Tuesday, May 10, 2011

QUOTES LANGUAGE CHANGE

English: it's a neologism thang, innit

Yes, these new Scrabble terms are abominations – but without them the English language would wither

You can feel the collective shudder among language purists: "innit", "grrl" and "thang" have been admitted into the Collins Scrabble Dictionary. Admission into any dictionary is the first step on the road to legitimation, thus raising the question of whether mispronunciation constitutes a genuine neologism. I hate to admit it, but historically speaking the answer to that question is yes.

The cynics amongst us might wonder whether the dictionary's editors made deliberately provocative choices to stir up publicity. The Americans amongst us might wonder why an American like me is using the archaic "amongst" instead of "among" like a normal person. Language usage matters, in other words, not merely because of our need to communicate denotatively, but because of the complex, subtle array of connotative meanings conveyed by specific usages. Usage creates groups; it includes and excludes, and it hierarchizes. To wit: my use of the "-ize" suffix in "hierarchize" will brand me as a philistine to certain readers – a point to which I'll return.

We all know that language is mutable, that it must either evolve or wither away: there's no language so pure as a dead one. Babylonian is untroubled by the intrusion of new slang, as it is untroubled by speakers. The word "slang" is itself illustrative: it was first recorded in 1756, I learn from the OED, which offers a wonderfully sniffy definition: "The special vocabulary used by any set of persons of a low or disreputable character." Language thus signals not education, but character: not what you know, but who you are. And who you are, linguistically speaking, is all about class, innit.

It is no coincidence that the word "slang" entered the language immediately after Samuel Johnson codified it for the first time in his 1755 dictionary. Johnson took a surprisingly descriptive (rather than prescriptive) stance toward English, acknowledging that change wasn't just inevitable, but normal. He also thought that an F was the same as an S, so what did he know? (This is a joke. I may be American, but I am familiar with the orthographic peculiarity that was the "long S" in the 18th century.) Standardized spelling soon followed, and the British generally chose the Norman route.

It took an American to start purging the French out of English. After the revolution (not "war of independence", thank you) the fledgling US sought to establish its independence culturally as well as politically. Moreover, the Enlightenment project of America's founders meant emphasizing literacy education; and pronunciation had already altered over the previous two centuries. In 1828 Noah Webster produced the first American dictionary, seeking to establish America's cultural distinctiveness. The much-maligned (in Britain) suffix "-ize" is not a modern outrage derived from US business speak, but dates back to Webster, who returned it to words derived from Greek verbs ending in "-izein". He also took the French out of words ending in "-re", and the "u" out of the suffix "-our", another French spelling.

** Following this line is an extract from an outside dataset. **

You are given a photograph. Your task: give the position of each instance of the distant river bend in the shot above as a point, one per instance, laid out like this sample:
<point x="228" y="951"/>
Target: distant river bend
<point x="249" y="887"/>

In other words, when the British mock "American" spellings, they are usually defending the French. That's what you call historical irony.

I was recently upbraided by an English woman for using what she called an "American barbarism" – the form "gotten", as in "I'd gotten tired of being corrected by arrogant, misinformed persons". I explained that "gotten" is a Renaissance usage found throughout Shakespeare; he uses "ungotten" too.

The mongrel tongue of English has always been a gallimaufry, a point acknowledged in 1579 by Edmund Spenser in his Shepheardes Calender: "So now they haue made our English tongue a gallimaufray, or hodgepodge of all other speches." Gallimaufry comes from the French; so, ironically, does "hodgepodge", which the OED informs me is a variation of hotchpotch, from hotchpot, from hochepot – an Anglo-Norman word.

The standardization of language may be a comparatively recent phenomenon, but fears about its corruption by foreign or degenerate "speches" are as old as xenophobia. The argument is always framed as an effort to keep the original language from "degenerating", but language can't degenerate: it can only live or die. The idea that languages are threatened by the inclusion of new words is as foolishly nativist as the idea that exogamy threatens bloodlines. What may be threatened by admitting new words are class prerogatives based on exclusive access to standard forms – and from a democratic perspective, that's not a bad thing.

From an aesthetic standpoint, however, "innit" remains an abomination. That said, true language purists won't admit the authority of Scrabble's dictionary in the first place. But they should: the first recorded use of "scrabble" is from no less canonical a source than the King James Bible itself. But note to the Scrabble editors: they spelled it "scrable".